Question(s):

"Is there a theoretical limit to how big can a star get, or would it collapse from gravity before? If no, then in theory could we get a star as big as a mini-galaxy?" Asked By: Théo De Freitas Neto

The main determining factor in all of this is the mass of the star. The mass of the star eventually determines the potential size of a star. So I'll start off by mentioning how the mass effects the star, and then explain why you’re not going to get a radius the size of a mini-galaxy.

First, at the beginning  of star formation, you have a molecular cloud that may be 200 thousand solar masses, such as the Orion Molecular Cloud, for example. We can use Jeans Mass and Jeans Length (I’ll explain it a bit later on), to work out the size that a part of a cloud needs to be in order to start to collapse and start star formation. This is dependent on the mass, density, and the temperature of the molecular cloud. When it starts collapsing, you're going to end up with parts of the cloud that are denser than other parts, so you get what is called "Fragmentation."

JEAN'S MASS:

Basically, the original Jeans Mass determines the size the initial cloud needs to be in order to collapse. As it's collapsing, the Jeans Mass decreases more and more due to pockets of greater density. Thus, instead of a 500 solar mass star from a 500 solar mass cloud, you're more likely to end up with 100 smaller stars.

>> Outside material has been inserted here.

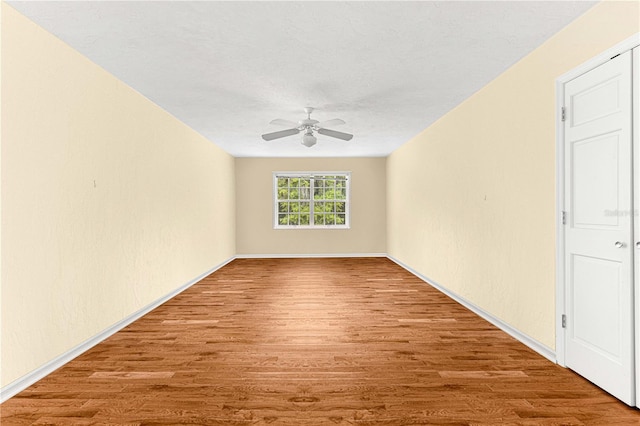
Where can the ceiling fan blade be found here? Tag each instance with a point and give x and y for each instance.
(334, 134)
(285, 123)
(330, 123)
(280, 134)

Let's say, for example, that one of the stars that forms is 80 solar masses. That's 80 times the mass of  our sun, so it's pretty huge. It is going to end its life with a supernova, leaving behind a black hole. Of all the main sequence burning cycles in stars, the cycle where hydrogen is burning requires the lowest temperature, it only needs about 4 million degrees. Compare this to the 15 million needed for the CNO cycle (which is still the burning of hydrogen but using Carbon Nitrogen and Oxygen as catalysts). Moreover, helium burning kicks off at about 100 million degrees, carbon burning at 600 million degrees, oxygen burning at about a billion degrees, and silicon burning at 3 billion degrees.

So as you can see, a 80 solar mass star is going to need to be AT LEAST 3 billion degrees in temperature at its core before it can even start burning Silicon to form Iron. Really then, the hotter that the core is, the more energy that is being released--And that energy has to go somewhere.

Ultimately, virtually all stars are in a state of hydrostatic equilibrium (variable stars are the exception). This means that the outwards radioactive pressure and the inwards force of gravity are at equilibrium.